For all the glory of touchdown passes and dramatic interceptions, perhaps the most common way of scoring in football games is often also the most ignored.
That is, until something in the kicking game goes awry -- something which it did last year for the Penn football team, to the tune of only seven made field goal in 20 attempts, and four missed extra points in 29 attempts.
Penn football coach Al Bagnoli called it "foreign territory" for a team that has had a number of first-team all-Ivy kickers in recent years.
Sophomore Derek Zoch would like to plead his case, however. This year's starting kicker, who was 2-of-5 on field goals and 6-of-7 on extra points last season, said that his job is not as easy as it might seem from the bleachers.
"Extra points are not 'gimmes,'" he said. "It's the same thing with a field goal, everything's out there."
Indeed, he argued, extra points are not supposed to be automatic.
"If if was that easy, they wouldn't have it," he said of extra points in particular. "They'd just say that a touchdown is worth seven points and walk off the field."
Still, Bagnoli expects improvement from the kicking game this season.
"I don't think it's unrealistic that we should be hitting 95 to 100 percent of extra points," he said.
This does not mean it is always the kicker's fault when the ball sails wide right, or left, or off a blocker's hand.

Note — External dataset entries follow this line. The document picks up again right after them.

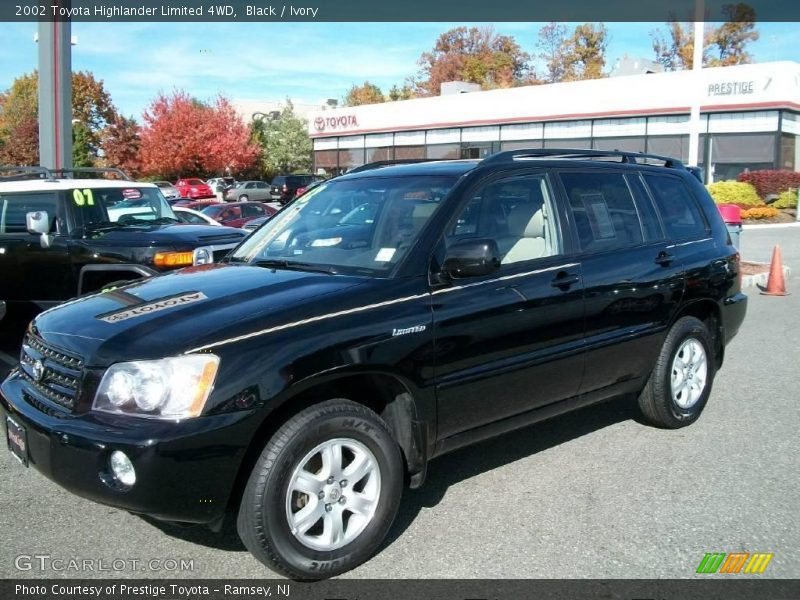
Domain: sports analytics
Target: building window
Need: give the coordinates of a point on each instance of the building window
(788, 152)
(733, 153)
(569, 143)
(351, 158)
(326, 161)
(521, 145)
(403, 152)
(376, 154)
(443, 151)
(675, 146)
(626, 144)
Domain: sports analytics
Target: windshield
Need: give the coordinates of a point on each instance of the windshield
(123, 206)
(363, 225)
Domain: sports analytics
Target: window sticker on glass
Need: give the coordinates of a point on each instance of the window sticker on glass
(599, 217)
(83, 197)
(385, 254)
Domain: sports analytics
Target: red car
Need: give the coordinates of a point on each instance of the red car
(197, 204)
(236, 214)
(194, 188)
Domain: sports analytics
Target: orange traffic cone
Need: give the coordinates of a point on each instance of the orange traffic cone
(775, 284)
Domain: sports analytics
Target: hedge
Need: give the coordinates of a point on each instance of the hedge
(760, 212)
(741, 194)
(787, 199)
(768, 182)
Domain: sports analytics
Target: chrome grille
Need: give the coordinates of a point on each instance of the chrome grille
(51, 374)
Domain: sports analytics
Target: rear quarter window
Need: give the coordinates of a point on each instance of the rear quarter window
(680, 213)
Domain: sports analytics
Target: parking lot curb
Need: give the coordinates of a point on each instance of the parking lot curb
(761, 278)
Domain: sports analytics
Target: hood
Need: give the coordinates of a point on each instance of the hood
(171, 235)
(170, 314)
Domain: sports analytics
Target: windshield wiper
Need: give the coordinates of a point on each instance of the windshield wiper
(294, 266)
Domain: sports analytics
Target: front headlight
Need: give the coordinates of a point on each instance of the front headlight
(170, 388)
(203, 256)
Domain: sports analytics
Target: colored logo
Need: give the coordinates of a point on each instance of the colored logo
(735, 562)
(38, 370)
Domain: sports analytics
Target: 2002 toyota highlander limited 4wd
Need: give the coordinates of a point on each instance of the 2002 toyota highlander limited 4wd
(382, 319)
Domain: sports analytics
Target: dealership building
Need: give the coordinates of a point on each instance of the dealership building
(750, 119)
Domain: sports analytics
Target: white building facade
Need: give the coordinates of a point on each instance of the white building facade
(750, 119)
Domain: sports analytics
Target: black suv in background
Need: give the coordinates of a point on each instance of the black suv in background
(284, 187)
(62, 236)
(385, 318)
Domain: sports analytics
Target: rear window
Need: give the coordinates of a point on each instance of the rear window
(679, 211)
(606, 216)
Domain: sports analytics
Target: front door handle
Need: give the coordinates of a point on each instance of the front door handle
(664, 258)
(564, 280)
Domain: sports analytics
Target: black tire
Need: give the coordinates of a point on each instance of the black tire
(263, 523)
(656, 399)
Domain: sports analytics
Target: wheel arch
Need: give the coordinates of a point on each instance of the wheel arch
(709, 312)
(389, 395)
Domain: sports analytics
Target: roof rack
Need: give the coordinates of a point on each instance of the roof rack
(388, 163)
(578, 153)
(20, 173)
(94, 170)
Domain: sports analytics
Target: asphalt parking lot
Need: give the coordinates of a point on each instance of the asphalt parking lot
(593, 494)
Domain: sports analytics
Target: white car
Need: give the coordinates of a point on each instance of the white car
(193, 217)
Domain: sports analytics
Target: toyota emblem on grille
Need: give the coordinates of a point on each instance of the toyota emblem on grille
(38, 370)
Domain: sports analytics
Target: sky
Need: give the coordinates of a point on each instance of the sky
(272, 61)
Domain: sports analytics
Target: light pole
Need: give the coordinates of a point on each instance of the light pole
(697, 65)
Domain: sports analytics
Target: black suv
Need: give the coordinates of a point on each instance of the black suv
(383, 319)
(61, 236)
(284, 187)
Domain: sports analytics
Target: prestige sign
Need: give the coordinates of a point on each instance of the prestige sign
(336, 122)
(731, 88)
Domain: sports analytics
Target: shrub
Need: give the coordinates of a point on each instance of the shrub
(760, 212)
(734, 192)
(787, 199)
(769, 182)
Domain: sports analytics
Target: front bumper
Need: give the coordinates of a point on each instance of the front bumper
(185, 471)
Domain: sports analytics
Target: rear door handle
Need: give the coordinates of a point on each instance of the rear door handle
(564, 280)
(664, 258)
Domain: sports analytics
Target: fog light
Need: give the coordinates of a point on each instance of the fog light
(122, 468)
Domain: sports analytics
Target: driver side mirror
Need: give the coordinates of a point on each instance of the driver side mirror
(471, 258)
(38, 223)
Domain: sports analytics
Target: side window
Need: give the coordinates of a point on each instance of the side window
(651, 227)
(14, 208)
(517, 213)
(252, 210)
(604, 212)
(679, 211)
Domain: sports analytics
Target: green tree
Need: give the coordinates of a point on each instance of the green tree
(367, 93)
(551, 43)
(82, 151)
(286, 146)
(400, 93)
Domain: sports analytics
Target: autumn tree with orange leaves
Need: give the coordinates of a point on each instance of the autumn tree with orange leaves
(183, 137)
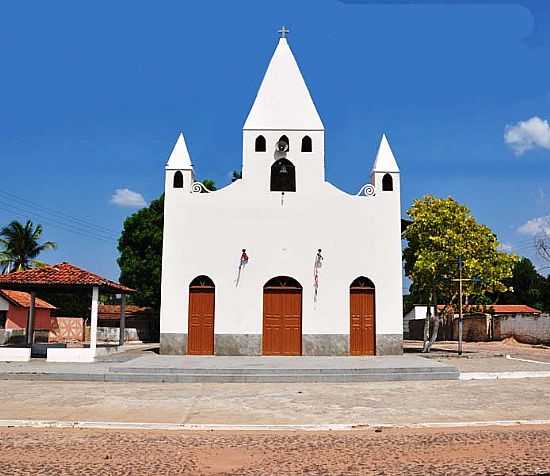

"The kicker always gets the brunt of the criticism," Bagnoli said. "But it could be the holder, it could be the protection, and it could be the snapper, and they've all got to work in unison."
Zoch emphasized the holder's role in the snap-hold-kick routine.
"You leave to go kick that ball as [the holder is] touching it," Zoch said. "So you're standing there, the snap goes and you're already on your way. You've got to put all your trust in the holder that the ball is going to be there."
That trust becomes established over plenty of field goal practice sessions, according to Bagnoli.
"It's practiced both in individual sessions, it's practiced in team, it's practiced under live" situations, Bagnoli said. "It's practiced under all different hash [marks] -- middle, it's practiced up close, it's practiced back, it's practiced with no timeouts left."
Zoch's lack of experience has made that practice all the more important. His backup, Braden Lepisto, is also a sophomore, but Bagnoli is not worried about that.
"We have two guys who are both young kids, so there are going to be growing pains with them," Bagnoli said. "But they are pretty talented, so hopefully, we can get things resolved."
Punts will also be handled by a sophomore, Anthony Melillo. If Zoch had big shoes to fill by following 2004 graduate Peter Veldman, Melillo has perhaps a bigger challenge -- succeeding 2005 graduate -- and first team all-Ivy League punter Josh Appell, whom Bagnoli described as one of Penn's "all-time best punters."
Last season, Appell punted the ball 56 times for an average of 40.9 yards per punt, and was blocked only once. Seventeen of those punts landed inside the opponent's 20-yard line.
In 2004, Appell punted the ball 53 times, of which four punts traveled 50 yards or more. He was named Ivy League Special Teams Player of the Week after punting the ball five times for a combined 207 yards against Columbia. Against Harvard, Appell punted the ball a season-high eight times in a 44-9 loss to the Crimson.
Bagnoli thinks Melillo has the potential to be just as good over the next few years as Appell was.
"I don't expect Anthony Melillo as a sophomore to be Josh Appell as a senior," Bagnoli said. "I think Anthony Melillo as a sophomore can be Josh Appell as a sophomore -- they both have that kind of ability; they both have that kind of leg."
For potential or otherwise, Penn's special teams will certainly not be ignored this season.